Entre os muitos livros que ilustrou estão Andira (Raquel de Queirós); As frangas (Caio Fernando Abreu); A menina que aprendeu a voar (Ruth Rocha); Cacarecos (Mirna Pinsky); Contos de Grimm, Branca de Neve e Rosa Vermelha e outras histórias, que lhe deu o Prêmio Jabuti, 2007, de ilustração de Livro Infantil ou Juvenil (adaptação de Walcyr Carrasco); O pó do crescimento (Ilan Brenman); O veado e a onça (Ana Maria Machado); Pirraça que passa, passa… (Sylvia Orthof); Por trás das portas (Fanny Abramovich); Quando meu irmãozinho nasceu (Walcyr Carrasco); Sapo de estimação (Marcia Kupstas); Sei por ouvir dizer (Bartolomeu Campos de Queirós); Tembeliques (Tatiana Belinky); Valentina (Márcio Vassalo); além da capa de Um pinguim tupiniquim (Índigo.)
Ao ilustrar A beleza dos signos, em 2000, que os abordava do ponto de vista feminino e dava dicas de como usar o cabelo, se maquiar, se vestir, pensou em fazer uma boneca e lançou as Suppetes. “No lançamento havia uma boneca de cada signo num saquinho que podia ser comprada com o livro”. Ela fez mil bonecas, para venda na Livraria Cultura e não sobraram nem 12.
A confecção ficou a cargo da Casa de Brinquedos, mas foi ela que passou dias comprando os tecidos, na rua 25 de Março, na rua da Graça, ou no Brás, procurando material e fazendo as combinações.
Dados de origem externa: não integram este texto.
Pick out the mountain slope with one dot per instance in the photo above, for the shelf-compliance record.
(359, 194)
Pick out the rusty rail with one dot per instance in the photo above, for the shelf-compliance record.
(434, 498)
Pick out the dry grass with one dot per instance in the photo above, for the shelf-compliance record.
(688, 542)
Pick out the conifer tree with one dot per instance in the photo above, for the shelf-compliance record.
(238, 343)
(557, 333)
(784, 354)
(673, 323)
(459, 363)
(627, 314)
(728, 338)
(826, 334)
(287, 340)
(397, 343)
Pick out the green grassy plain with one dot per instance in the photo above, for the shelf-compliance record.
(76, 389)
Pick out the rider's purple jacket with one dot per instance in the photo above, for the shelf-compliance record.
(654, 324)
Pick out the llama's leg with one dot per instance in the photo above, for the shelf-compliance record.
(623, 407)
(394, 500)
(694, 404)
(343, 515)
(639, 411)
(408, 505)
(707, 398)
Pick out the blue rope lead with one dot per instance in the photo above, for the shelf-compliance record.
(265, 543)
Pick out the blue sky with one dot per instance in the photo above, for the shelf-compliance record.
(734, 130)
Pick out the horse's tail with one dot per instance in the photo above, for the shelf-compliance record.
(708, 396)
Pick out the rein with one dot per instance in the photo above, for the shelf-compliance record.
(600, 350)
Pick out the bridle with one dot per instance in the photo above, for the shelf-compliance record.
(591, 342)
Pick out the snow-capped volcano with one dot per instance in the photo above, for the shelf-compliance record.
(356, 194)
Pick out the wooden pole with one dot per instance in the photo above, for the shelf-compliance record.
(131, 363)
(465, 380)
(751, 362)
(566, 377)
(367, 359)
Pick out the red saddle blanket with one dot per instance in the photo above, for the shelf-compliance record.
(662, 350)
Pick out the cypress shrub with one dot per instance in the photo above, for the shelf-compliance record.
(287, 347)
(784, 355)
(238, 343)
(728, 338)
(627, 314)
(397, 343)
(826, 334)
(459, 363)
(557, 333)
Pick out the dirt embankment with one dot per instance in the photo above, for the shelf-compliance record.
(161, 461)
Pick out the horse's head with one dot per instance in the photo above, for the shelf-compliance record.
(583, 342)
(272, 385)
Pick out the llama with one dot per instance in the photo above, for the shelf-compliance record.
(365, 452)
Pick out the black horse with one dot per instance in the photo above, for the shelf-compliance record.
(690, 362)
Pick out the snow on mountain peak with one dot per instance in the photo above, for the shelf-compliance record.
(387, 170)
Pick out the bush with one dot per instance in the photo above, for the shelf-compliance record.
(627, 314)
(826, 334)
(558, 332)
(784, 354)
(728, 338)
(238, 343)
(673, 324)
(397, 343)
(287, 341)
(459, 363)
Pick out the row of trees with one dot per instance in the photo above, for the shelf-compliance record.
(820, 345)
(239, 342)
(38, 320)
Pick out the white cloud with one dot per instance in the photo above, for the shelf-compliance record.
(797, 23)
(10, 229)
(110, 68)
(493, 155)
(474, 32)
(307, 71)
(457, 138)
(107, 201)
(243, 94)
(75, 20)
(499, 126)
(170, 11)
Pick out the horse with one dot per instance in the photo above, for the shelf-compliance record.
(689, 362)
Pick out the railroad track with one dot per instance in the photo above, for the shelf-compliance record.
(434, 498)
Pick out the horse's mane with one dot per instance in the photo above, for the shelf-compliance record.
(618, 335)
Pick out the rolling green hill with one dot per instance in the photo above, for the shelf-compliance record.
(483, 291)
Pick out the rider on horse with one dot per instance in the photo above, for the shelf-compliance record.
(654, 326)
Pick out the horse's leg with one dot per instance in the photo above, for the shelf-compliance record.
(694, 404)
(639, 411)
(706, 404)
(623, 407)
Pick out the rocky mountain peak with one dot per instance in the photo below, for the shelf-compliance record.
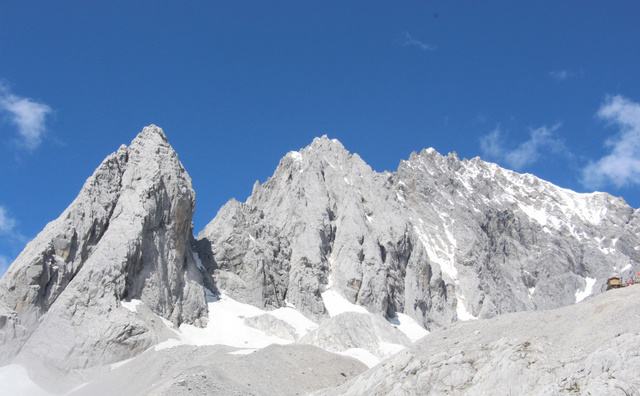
(127, 236)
Com essa experiência “comecei a pensar que podia fazer alguma coisa cada vez que lançasse um livro. O problema é que não posso fazer com o livro de outra pessoa, mas desenvolvi camisetas, canequinhas etc.” e outras bonecas, com vestidos e cabelos diferentes. Atualmente ela produz 100 por ano, e diz que “gostaria que uma marca se interessasse por esses produtos".
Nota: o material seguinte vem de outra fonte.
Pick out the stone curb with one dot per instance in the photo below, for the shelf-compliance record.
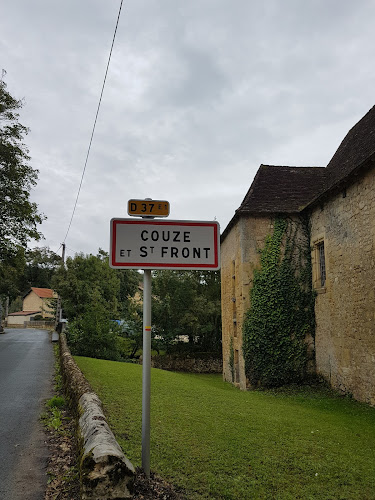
(104, 469)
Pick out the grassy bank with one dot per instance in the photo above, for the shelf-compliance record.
(218, 442)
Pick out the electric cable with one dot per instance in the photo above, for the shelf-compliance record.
(93, 129)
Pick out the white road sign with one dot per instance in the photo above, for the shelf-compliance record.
(164, 244)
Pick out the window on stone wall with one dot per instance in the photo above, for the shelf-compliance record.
(322, 263)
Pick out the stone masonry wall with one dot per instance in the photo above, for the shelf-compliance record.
(239, 257)
(345, 306)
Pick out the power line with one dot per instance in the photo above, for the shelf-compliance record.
(96, 118)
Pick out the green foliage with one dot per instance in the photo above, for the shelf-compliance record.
(217, 442)
(56, 402)
(87, 279)
(41, 265)
(93, 295)
(16, 305)
(187, 303)
(231, 358)
(12, 266)
(281, 310)
(19, 217)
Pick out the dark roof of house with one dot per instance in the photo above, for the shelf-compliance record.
(281, 189)
(357, 147)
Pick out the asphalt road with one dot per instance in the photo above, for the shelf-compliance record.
(26, 371)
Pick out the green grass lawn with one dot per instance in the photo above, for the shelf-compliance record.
(218, 442)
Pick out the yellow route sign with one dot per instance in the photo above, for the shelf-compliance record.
(148, 208)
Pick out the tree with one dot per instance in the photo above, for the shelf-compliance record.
(83, 277)
(41, 265)
(19, 217)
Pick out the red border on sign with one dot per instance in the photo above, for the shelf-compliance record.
(163, 223)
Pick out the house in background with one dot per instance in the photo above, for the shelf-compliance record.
(37, 301)
(339, 203)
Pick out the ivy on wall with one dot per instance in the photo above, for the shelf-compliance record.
(281, 312)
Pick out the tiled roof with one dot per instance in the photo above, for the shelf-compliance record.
(282, 189)
(43, 292)
(357, 146)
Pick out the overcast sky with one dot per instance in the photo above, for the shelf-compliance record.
(199, 93)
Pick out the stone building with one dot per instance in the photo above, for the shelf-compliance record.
(339, 203)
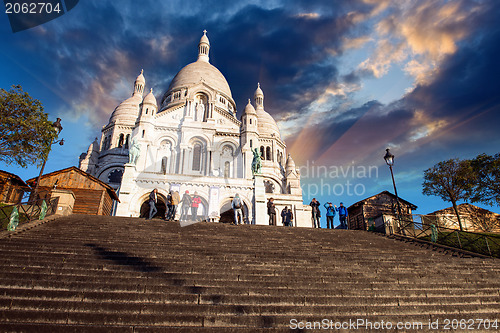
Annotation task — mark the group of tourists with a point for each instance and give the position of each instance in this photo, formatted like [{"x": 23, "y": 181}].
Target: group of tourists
[
  {"x": 286, "y": 214},
  {"x": 330, "y": 214},
  {"x": 187, "y": 203},
  {"x": 192, "y": 203}
]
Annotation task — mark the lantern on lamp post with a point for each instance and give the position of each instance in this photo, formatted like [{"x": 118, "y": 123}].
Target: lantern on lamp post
[{"x": 389, "y": 160}]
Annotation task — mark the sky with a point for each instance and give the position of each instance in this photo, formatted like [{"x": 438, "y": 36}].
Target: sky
[{"x": 344, "y": 79}]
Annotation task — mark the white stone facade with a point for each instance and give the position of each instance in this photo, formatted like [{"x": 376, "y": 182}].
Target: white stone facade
[{"x": 194, "y": 141}]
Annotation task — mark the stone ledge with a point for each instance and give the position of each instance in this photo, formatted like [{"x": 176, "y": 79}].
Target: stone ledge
[
  {"x": 27, "y": 226},
  {"x": 447, "y": 250}
]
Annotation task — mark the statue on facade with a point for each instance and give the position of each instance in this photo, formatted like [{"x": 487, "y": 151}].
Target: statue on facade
[
  {"x": 200, "y": 111},
  {"x": 257, "y": 162},
  {"x": 134, "y": 151}
]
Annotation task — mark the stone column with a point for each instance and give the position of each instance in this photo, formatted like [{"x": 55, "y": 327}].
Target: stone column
[
  {"x": 126, "y": 190},
  {"x": 260, "y": 205}
]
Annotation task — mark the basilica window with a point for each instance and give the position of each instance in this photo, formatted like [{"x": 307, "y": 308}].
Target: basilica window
[
  {"x": 115, "y": 176},
  {"x": 164, "y": 162},
  {"x": 227, "y": 166},
  {"x": 120, "y": 140},
  {"x": 269, "y": 186},
  {"x": 197, "y": 157}
]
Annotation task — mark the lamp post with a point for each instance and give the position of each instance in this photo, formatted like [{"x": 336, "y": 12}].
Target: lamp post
[
  {"x": 389, "y": 160},
  {"x": 56, "y": 125}
]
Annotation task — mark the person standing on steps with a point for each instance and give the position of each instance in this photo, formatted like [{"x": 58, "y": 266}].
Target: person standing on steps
[
  {"x": 330, "y": 214},
  {"x": 237, "y": 206},
  {"x": 175, "y": 202},
  {"x": 271, "y": 211},
  {"x": 289, "y": 218},
  {"x": 342, "y": 215},
  {"x": 283, "y": 215},
  {"x": 153, "y": 199},
  {"x": 185, "y": 204},
  {"x": 168, "y": 212},
  {"x": 316, "y": 214},
  {"x": 195, "y": 203}
]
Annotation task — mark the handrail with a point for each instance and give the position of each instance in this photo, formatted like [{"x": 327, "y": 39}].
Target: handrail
[
  {"x": 465, "y": 240},
  {"x": 11, "y": 216}
]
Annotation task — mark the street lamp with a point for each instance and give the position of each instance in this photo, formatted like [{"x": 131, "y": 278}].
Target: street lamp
[
  {"x": 56, "y": 125},
  {"x": 389, "y": 160}
]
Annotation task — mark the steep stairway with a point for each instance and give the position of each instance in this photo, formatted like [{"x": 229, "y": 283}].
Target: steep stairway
[{"x": 109, "y": 274}]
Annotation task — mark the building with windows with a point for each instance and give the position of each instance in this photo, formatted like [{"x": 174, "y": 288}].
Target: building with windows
[{"x": 194, "y": 140}]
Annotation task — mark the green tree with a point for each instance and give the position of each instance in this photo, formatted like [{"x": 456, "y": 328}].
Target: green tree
[
  {"x": 25, "y": 131},
  {"x": 485, "y": 179},
  {"x": 449, "y": 180}
]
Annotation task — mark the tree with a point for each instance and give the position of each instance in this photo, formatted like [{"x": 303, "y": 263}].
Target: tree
[
  {"x": 485, "y": 179},
  {"x": 449, "y": 180},
  {"x": 25, "y": 131}
]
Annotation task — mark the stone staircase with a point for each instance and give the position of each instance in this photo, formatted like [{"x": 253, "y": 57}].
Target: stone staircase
[{"x": 108, "y": 274}]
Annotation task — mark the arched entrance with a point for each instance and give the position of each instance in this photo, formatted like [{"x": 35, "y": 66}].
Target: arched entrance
[
  {"x": 160, "y": 207},
  {"x": 227, "y": 213}
]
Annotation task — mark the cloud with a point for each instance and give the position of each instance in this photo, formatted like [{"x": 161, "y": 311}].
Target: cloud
[
  {"x": 455, "y": 113},
  {"x": 422, "y": 34}
]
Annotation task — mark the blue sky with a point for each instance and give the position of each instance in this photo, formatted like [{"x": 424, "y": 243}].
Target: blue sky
[{"x": 343, "y": 79}]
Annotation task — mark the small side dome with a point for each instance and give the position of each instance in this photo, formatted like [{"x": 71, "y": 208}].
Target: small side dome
[
  {"x": 204, "y": 38},
  {"x": 290, "y": 163},
  {"x": 140, "y": 78},
  {"x": 127, "y": 111},
  {"x": 249, "y": 109},
  {"x": 258, "y": 92},
  {"x": 266, "y": 125},
  {"x": 150, "y": 98}
]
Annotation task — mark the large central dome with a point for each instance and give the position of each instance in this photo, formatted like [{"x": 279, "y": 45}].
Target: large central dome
[{"x": 200, "y": 71}]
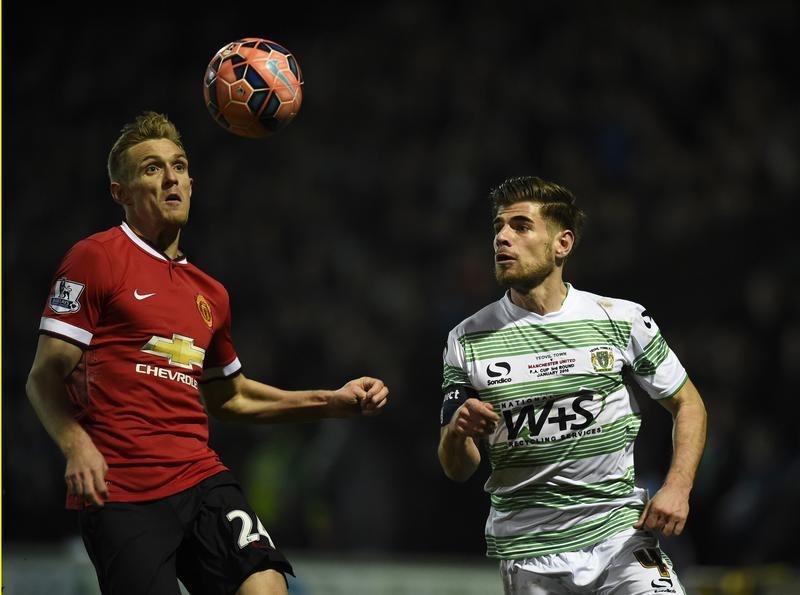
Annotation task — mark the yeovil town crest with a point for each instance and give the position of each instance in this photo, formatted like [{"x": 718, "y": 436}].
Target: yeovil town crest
[{"x": 602, "y": 359}]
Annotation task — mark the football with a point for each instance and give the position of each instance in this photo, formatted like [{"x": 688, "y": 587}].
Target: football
[{"x": 253, "y": 87}]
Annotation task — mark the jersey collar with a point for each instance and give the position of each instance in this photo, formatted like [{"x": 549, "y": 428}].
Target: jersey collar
[{"x": 147, "y": 247}]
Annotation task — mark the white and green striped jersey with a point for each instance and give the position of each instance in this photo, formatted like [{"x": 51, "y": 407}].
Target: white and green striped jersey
[{"x": 562, "y": 473}]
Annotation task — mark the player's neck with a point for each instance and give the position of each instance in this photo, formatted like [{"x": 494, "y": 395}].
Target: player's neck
[
  {"x": 166, "y": 241},
  {"x": 542, "y": 299}
]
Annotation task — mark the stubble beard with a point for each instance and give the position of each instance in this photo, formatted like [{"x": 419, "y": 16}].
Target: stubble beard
[{"x": 524, "y": 280}]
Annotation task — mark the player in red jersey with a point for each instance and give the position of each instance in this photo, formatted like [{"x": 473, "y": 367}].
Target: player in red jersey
[{"x": 134, "y": 349}]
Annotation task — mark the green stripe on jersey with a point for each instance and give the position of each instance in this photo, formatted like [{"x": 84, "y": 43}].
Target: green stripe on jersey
[
  {"x": 548, "y": 496},
  {"x": 521, "y": 340},
  {"x": 453, "y": 375},
  {"x": 539, "y": 543},
  {"x": 601, "y": 384}
]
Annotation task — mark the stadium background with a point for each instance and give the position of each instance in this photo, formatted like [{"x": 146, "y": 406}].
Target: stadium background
[{"x": 355, "y": 238}]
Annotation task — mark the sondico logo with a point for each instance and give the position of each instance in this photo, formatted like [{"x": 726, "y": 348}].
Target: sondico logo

“Faço parte da Superintendência do Trabalho Artesanal nas Comunidades (Sutaco) e vendo pela internet, mas até o ano passado cada venda significava uma ida até lá para emitir a nota, o que tomava um tempão. Durante anos participei da feira 'De zero a doze', que durava uns 4-5dias, em sistema de permuta: eu fazia toda a comunicação visual e eles me cediam o estande, onde vendia muita coisa, para as lojas, na hora. Era um trampo, porque tinha o transporte, a montagem do estande, mas funcionava bem porque também recebia encomendas que eram vendas certas.” Ali conheceu muita gente e surgiram outros trabalhos. Mas “gostaria que alguém tomasse conta disso”. Sua loja virtual é mantida com a ajuda de sua sobrinha.
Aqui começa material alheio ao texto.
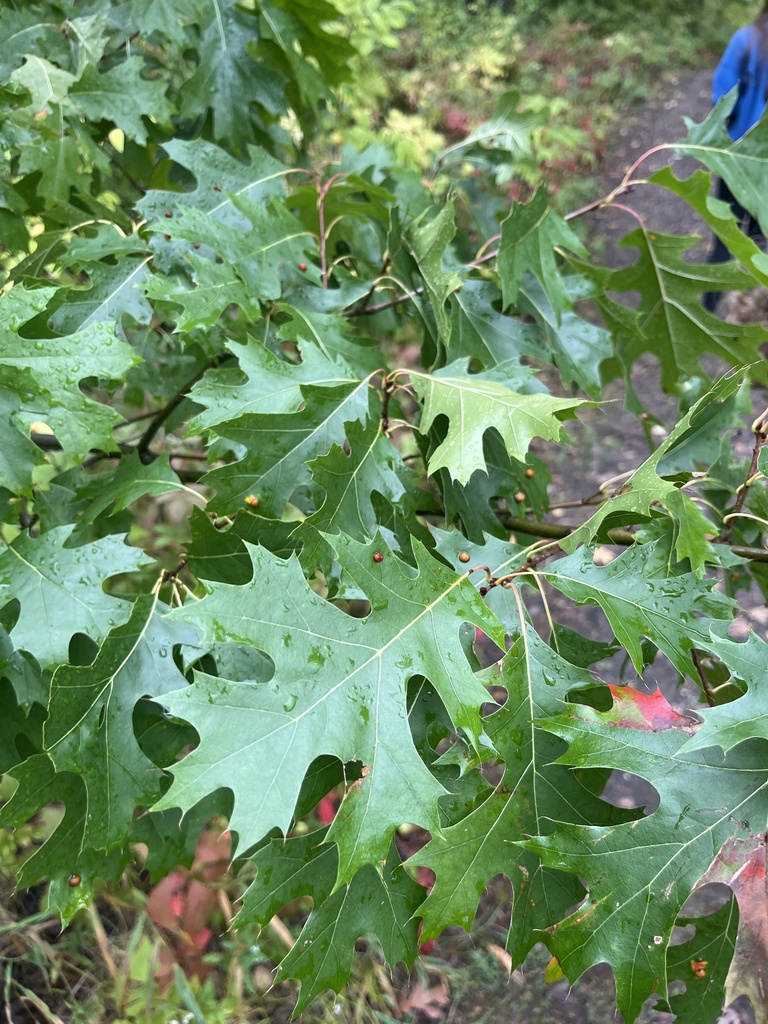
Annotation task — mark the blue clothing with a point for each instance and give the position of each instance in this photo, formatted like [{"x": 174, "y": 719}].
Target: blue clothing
[{"x": 741, "y": 66}]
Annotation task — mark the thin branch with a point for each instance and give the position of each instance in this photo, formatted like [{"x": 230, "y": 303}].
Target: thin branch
[
  {"x": 760, "y": 429},
  {"x": 599, "y": 204},
  {"x": 554, "y": 530},
  {"x": 706, "y": 685},
  {"x": 160, "y": 418}
]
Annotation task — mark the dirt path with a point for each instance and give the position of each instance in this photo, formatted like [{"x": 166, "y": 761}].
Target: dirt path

Uma inquietação permanente
Essa vontade de criar outras coisas não é nova, surgiu ainda na França quando fez uma ilustração para um jarro e criou outros produtos. Aqui, quando ilustrou Dona cegonha mora do lado, de Flávia Côrtez, para a Editora Cortez, fez almofadas que foram presenteadas no fim do ano; depois vieram os quadros, as camisetas e um projeto de roupa de criança. "A marca Para Miúdos entrou em contato comigo, acertamos os royalties e eles bordaram desenhos meus em várias peças”. Depois foi a vez dos livros da Larousse, para os quais fez bonequinhos que já estão na terceira edição. Agendas fez apenas uma vez, mas prometeu a si mesma que fará novamente este ano [2015].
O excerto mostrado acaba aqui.